4. Festival the right way
From frantically clicking for Glastonbury tickets to heading to shows closer to home, festivals are a huge part of the Great British summer but they can be tricky for the environment. Eco-friendly blogger Flora Hewitt-Brake from The Rookie Woman is here to help with some tips on how to be more sustainable at your favourite music events.
"Ever seen the after-math of a festival? A tangible hangover brewed with deserted tents, and a graveyard of thousands of plastic bottles and cups. It is not a pleasant sight. In total, it is estimated that U.K. festivals produce 21,800 U.S. tons of carbon emissions per year3, due to the generators needed as well as the transport taken to get to the festival. Here are some tips on how to reduce that in your own way.
- Take public transport to get there, or if this is not possible look into car-sharing. There are so many sites offering this and it is a great way to make festival friends.
- Pack your own straws, takeaway containers, cups and cutlery to avoid single-use plastics at those food stalls, you might even be able to haggle a discount!
- Go veggie. Noticed how there has been a big increase in meat-free food stalls at festivals? If the demand is there…
- Ditch the baby wipes, opt instead for washable flannels.
- Scour the charity shops for your festival outfit. Save some money on that outfit you will probably wear once a year!
- Dispose of your litter responsibly. Look for separated bins and recycle!
- Use biodegradable glitter. Glitter is essentially micro-plastic and it can get everywhere, including into our marine life."
5. Recycle where possible
A lot of packaging for food and household items is recyclable. It can get confusing as to what the symbols mean but Recycle Now have a handy guide that explains them all. Remember, not all packaging will have a recycling label but this doesn't mean that it's not recyclable.

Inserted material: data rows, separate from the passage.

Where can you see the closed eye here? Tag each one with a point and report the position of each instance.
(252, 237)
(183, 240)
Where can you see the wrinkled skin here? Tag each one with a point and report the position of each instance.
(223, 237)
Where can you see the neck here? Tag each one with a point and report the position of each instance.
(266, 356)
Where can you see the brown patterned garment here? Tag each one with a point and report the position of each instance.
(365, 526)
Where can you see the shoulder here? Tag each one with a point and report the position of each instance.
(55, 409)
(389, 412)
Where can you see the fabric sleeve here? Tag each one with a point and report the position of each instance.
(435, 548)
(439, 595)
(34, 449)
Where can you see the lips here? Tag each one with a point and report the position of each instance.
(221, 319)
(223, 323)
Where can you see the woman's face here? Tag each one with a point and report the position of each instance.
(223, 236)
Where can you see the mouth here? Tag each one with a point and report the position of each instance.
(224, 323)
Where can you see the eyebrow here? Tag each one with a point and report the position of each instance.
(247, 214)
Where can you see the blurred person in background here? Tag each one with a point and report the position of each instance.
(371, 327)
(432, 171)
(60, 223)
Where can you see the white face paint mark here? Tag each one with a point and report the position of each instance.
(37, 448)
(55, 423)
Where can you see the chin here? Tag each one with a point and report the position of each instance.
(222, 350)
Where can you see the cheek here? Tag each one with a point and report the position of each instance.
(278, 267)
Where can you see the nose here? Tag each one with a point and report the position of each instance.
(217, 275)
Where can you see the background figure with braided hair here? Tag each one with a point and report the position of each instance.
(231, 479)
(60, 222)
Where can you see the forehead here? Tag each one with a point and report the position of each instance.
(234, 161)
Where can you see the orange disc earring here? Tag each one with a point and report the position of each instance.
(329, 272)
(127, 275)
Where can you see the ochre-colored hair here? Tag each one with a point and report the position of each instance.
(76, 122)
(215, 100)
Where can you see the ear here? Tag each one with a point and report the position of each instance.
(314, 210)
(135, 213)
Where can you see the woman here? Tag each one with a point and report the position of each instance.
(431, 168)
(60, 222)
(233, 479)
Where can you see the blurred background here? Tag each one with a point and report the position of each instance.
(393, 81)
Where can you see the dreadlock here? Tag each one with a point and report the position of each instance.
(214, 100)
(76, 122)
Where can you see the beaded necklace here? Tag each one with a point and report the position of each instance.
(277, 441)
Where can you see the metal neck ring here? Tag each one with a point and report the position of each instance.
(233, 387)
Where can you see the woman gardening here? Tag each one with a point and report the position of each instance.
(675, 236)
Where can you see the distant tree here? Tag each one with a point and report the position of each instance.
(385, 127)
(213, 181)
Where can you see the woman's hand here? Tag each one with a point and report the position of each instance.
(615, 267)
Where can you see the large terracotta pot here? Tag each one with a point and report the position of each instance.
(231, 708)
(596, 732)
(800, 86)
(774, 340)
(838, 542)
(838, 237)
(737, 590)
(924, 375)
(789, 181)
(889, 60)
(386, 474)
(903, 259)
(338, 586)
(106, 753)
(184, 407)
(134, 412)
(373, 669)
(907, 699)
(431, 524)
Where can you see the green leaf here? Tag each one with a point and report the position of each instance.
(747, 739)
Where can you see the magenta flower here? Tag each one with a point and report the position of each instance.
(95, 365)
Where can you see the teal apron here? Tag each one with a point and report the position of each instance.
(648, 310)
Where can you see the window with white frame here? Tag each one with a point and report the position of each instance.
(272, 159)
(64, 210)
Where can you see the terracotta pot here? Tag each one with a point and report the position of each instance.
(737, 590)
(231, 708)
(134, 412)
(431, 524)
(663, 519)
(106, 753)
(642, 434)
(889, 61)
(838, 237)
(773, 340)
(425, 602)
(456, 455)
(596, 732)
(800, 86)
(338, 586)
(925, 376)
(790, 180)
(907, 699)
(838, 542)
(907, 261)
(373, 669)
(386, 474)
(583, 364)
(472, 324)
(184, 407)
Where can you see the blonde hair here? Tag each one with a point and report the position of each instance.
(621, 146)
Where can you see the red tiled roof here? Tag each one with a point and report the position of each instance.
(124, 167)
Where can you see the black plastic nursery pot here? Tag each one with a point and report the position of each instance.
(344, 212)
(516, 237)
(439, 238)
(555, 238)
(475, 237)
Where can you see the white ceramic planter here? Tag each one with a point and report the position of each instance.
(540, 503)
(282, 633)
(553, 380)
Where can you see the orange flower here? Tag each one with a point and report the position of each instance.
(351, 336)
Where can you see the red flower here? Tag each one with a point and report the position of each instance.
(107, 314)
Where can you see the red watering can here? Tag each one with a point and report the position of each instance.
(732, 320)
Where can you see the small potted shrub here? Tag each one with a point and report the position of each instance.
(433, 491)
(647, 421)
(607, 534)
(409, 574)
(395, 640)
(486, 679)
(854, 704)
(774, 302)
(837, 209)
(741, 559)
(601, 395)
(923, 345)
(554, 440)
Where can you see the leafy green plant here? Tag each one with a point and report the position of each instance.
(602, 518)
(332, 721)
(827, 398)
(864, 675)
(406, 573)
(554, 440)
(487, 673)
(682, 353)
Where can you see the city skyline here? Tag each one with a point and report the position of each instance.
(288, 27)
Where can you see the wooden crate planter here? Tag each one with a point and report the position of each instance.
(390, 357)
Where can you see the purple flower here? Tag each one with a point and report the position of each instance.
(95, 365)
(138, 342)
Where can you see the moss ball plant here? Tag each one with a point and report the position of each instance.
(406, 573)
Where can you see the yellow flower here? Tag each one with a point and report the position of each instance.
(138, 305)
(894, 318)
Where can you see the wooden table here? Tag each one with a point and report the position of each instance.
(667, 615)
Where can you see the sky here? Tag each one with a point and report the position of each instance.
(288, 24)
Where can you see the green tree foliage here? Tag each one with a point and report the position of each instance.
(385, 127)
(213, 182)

A further step is to stop buying food such as fruit and vegetables in plastic packaging if it is available loose. Take your own fabric bags or reusable containers to the supermarket or grocers if you are concerned about the food getting damaged or lost amongst your shopping.
6. Wear more and buy less
Fast fashion is a large culprit when it comes to the state of the environment. Research has reported the shocking truth that it takes just under 2,000 gallons of water to grow enough cotton to produce just one pair of jeans4 and then there is also the issue of throwing away clothes once they are damaged or simply because we're bored of them. Adding some eco-friendly changes to how you see your style could really help lessen some of the strain on the environment from the fashion industry.

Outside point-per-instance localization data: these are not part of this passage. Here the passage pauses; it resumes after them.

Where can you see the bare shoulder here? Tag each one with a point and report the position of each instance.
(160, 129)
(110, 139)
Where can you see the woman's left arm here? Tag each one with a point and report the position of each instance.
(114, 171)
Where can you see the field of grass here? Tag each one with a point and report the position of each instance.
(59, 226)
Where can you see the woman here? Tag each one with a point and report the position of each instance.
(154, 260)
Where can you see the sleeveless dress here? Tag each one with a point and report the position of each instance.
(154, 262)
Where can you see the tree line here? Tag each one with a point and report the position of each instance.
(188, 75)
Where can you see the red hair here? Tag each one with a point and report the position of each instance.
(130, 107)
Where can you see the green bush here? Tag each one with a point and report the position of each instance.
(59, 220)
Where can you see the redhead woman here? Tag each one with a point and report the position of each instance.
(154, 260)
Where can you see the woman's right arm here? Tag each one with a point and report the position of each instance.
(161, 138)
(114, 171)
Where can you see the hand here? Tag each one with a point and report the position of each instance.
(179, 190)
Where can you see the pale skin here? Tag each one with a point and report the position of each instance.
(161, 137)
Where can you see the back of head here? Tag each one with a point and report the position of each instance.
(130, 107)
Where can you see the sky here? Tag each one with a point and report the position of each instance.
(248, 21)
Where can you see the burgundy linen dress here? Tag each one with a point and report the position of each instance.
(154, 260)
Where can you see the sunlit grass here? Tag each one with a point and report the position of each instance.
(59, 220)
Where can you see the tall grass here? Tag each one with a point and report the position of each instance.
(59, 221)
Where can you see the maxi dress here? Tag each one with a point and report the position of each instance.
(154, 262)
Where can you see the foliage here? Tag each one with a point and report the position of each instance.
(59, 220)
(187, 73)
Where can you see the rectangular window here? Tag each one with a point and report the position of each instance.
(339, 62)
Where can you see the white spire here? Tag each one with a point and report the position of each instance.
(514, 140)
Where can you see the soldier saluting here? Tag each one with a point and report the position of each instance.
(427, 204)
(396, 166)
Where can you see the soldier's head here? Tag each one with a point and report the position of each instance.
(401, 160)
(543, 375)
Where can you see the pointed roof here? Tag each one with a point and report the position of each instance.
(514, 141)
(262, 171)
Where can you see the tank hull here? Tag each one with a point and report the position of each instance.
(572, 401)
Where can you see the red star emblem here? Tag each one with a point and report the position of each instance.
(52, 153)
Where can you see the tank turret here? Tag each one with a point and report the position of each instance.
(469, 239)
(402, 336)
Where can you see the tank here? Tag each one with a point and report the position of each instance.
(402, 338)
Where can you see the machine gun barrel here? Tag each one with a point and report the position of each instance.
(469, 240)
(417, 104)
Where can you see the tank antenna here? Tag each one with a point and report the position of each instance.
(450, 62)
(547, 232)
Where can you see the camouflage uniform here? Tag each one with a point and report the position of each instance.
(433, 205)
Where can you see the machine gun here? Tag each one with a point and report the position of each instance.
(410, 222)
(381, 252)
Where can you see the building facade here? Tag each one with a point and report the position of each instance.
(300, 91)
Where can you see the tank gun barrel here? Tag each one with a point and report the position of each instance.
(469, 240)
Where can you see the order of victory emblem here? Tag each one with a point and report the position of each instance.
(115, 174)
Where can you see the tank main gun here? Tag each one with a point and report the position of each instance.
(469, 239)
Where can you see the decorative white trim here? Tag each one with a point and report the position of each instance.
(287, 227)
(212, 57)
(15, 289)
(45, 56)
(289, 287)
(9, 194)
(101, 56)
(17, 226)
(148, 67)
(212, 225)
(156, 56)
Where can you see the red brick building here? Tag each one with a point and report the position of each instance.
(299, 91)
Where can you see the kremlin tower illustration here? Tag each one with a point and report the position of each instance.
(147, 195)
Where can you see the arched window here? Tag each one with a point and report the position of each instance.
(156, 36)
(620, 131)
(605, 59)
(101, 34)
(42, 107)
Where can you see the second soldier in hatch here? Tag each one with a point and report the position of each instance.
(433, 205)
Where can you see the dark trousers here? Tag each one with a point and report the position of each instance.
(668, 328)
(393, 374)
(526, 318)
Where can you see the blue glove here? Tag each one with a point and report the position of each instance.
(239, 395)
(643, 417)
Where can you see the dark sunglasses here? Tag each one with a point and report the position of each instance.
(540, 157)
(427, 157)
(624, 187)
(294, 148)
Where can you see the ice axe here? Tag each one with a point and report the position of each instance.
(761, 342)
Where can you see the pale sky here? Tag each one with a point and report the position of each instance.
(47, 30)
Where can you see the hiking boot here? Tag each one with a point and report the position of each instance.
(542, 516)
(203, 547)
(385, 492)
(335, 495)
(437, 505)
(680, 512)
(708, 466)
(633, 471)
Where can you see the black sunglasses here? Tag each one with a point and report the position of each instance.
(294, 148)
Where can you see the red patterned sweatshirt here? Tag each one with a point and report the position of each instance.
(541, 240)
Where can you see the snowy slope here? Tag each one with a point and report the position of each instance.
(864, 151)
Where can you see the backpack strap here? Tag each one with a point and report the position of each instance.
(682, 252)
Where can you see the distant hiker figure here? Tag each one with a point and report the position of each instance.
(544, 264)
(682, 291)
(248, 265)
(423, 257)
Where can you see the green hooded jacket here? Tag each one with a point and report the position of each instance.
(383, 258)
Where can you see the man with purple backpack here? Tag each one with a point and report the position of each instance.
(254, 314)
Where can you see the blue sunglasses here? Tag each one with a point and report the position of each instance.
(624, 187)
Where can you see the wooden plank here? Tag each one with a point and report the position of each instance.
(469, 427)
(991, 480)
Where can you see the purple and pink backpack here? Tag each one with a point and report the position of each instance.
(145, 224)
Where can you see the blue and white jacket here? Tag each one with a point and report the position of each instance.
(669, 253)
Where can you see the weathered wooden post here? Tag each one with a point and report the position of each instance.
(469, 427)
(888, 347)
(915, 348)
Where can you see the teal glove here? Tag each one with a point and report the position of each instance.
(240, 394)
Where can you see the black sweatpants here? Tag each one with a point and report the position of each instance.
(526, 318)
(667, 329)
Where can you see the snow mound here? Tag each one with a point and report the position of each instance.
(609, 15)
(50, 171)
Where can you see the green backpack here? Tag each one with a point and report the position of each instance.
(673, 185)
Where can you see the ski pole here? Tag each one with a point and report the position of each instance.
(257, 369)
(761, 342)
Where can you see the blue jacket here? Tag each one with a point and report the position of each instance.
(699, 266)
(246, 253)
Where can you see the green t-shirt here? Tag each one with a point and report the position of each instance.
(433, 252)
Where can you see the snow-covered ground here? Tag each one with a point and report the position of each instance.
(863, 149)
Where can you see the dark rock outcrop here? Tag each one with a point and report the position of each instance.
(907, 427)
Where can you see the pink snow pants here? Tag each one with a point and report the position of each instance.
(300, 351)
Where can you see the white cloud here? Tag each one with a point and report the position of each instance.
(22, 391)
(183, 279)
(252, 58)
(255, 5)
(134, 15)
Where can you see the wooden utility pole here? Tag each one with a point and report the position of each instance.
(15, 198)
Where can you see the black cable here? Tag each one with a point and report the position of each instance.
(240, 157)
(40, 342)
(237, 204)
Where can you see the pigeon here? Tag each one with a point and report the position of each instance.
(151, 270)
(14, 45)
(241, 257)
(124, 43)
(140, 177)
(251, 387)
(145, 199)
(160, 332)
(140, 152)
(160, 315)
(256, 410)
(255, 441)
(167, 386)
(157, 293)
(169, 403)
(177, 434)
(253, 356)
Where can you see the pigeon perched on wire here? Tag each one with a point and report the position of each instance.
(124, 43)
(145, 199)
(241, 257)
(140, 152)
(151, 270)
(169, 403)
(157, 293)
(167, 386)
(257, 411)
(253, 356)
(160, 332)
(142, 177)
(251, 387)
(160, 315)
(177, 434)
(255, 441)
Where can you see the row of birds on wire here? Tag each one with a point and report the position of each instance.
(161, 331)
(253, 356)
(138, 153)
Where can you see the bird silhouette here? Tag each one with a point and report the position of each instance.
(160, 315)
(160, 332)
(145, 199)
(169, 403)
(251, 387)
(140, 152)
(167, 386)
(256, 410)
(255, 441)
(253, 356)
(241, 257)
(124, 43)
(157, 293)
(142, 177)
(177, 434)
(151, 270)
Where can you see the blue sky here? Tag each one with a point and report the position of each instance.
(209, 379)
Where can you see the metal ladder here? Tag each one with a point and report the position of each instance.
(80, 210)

Shop your own wardrobe by packing away season-specific clothes when the weather changes and then rediscover them the next time the season rolls around and you'll find pieces you forgot you had. Shop better by buying higher quality items less often and investigate mobile apps like Depop or eBay and scout out some charity shops to buy second hand and to sell your old clothes too.
Here we have six small changes that are relative to how we eat, shop, travel and live day to day that are all easily adapted to become more eco-friendly in our day to day lives. What do you think you can change first?
1The Guardian - The Last Straw European Parliament Votes To Ban Single Use Plastics
2 Carbon Footprint.com
3 Can A Music Festival Be 100% Sustainable?